Eine Unzuständigkeit der belangten Behörde zur Erlassung des angefochtenen Bescheides liegt somit nicht vor.

Zutreffend ging die belangte Behörde in Bindung an die im hg. Erkenntnis vom 17. Juni 2010, Zl. 2009/07/0063, geäußerte Rechtsansicht auf die durch eine eventuelle mangelnde Dichtheit des Werkskanals hervorgerufene Beeinträchtigung des Grundeigentums der beschwerdeführenden Parteien nicht ein.

Auch war eine Beeinträchtigung des Grundeigentums der beschwerdeführenden Parteien durch eine Änderung des Grundwasserstandes (§ 12 Abs. 4 WRG 1959) nicht zu erörtern, da von diesen lediglich Überschwemmungen ins Treffen geführt wurden (vgl. wiederum das hg. Erkenntnis vom 17. Juni 2010, Zl. 2009/07/0063).

Im fortgesetzten Verfahren ging die belangte Behörde in einem mängelfrei geführten Verfahren davon aus, dass bei einer Dotierung des Werkskanals mit 3 m3/s von keiner Überflutungsgefahr des Grundstückes der beschwerdeführenden Parteien auszugehen ist.

Sie hat sich dabei auf das schlüssige Gutachten des wasserbautechnischen Amtssachverständigen vom 10. Februar 2011 gestützt. Der wasserbautechnische Amtssachverständige zog in diesem Zusammenhang die hydraulischen Berechnungen von DI Rudolf H. vom 17. März 1983 heran. Diese basierten auf einer Wassermenge von 3 m3/s im gegenständlichen Werkskanal. Nachvollziehbar kommt der wasserbautechnische Amtssachverständige zu seinen Schlussfolgerungen, welche sich auf die Tatsachen gründen, wonach eine Triebwassermenge von 3 m3/s Grundlage für die Dimensionierung der gegenständlichen Kraftwerksanlage im Jahr 1916 gewesen ist und auch dementsprechend die Beaufschlagung der Turbinen mit Bescheid vom 15. Mai 1916 bewilligt worden war. Demzufolge ist der Werkskanal für 3 m3/s dimensioniert.

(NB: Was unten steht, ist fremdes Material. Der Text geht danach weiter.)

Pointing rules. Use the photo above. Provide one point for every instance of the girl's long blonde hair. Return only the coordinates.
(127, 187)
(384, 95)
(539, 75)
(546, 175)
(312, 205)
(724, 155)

Diesen schlüssigen und nachvollziehbaren gutachterlichen Feststellungen des wasserbautechnischen Amtssachverständigen sind die beschwerdeführenden Parteien im gesamten, zum angefochtenen Bescheid führenden Verfahren nicht auf gleicher fachlicher Ebene entgegengetreten.

Mit der Stellungnahme der beschwerdeführenden Parteien vom 1. April 2011 hat sich die belangte Behörde in ihrem angefochtenen Bescheid ausreichend auseinander gesetzt.

Die beschwerdeführenden Parteien verweisen auf den Bescheid der BH vom 18. August 1989, mit dem nur 2,8 m3/s zur Ausleitung in den Werkskanal bewilligt worden seien.

Zutreffend hält die belangte Behörde in diesem Zusammenhang fest, dass es sich dabei um ein Wasserrecht für einen anderen Wasserbenutzungsberechtigten handelt. Daraus ist nicht die Schlussfolgerung zu ziehen, dass eine Entnahme von 3 m3/s unzulässig und kapazitätsüberschreitend für den Werkskanal sei. Dies schließt nicht aus, einer anderen Rechtsperson eine eigenes Wasserbenutzungsrecht mit höherer Konsensmenge einzuräumen, wenn - wie im vorliegenden Fall - die Rahmenbedingungen - der Werkskanal kann 3 m3/s fassen - erfüllt sind.

Die Beschwerde erweist sich daher als unbegründet, weshalb sie gemäß § 42 Abs. 1 VwGG abzuweisen war.

Der Ausspruch über den Aufwandersatz stützt sich auf die §§ 47 ff VwGG iVm § 79 Abs. 11 VwGG und § 3 der VwGH-Aufwandersatzverordnung, BGBl. II Nr. 518/2013 idF BGBl. II Nr. 8/2014, iVm der VwGH-Aufwandersatzverordnung 2008, BGBl. II Nr. 455.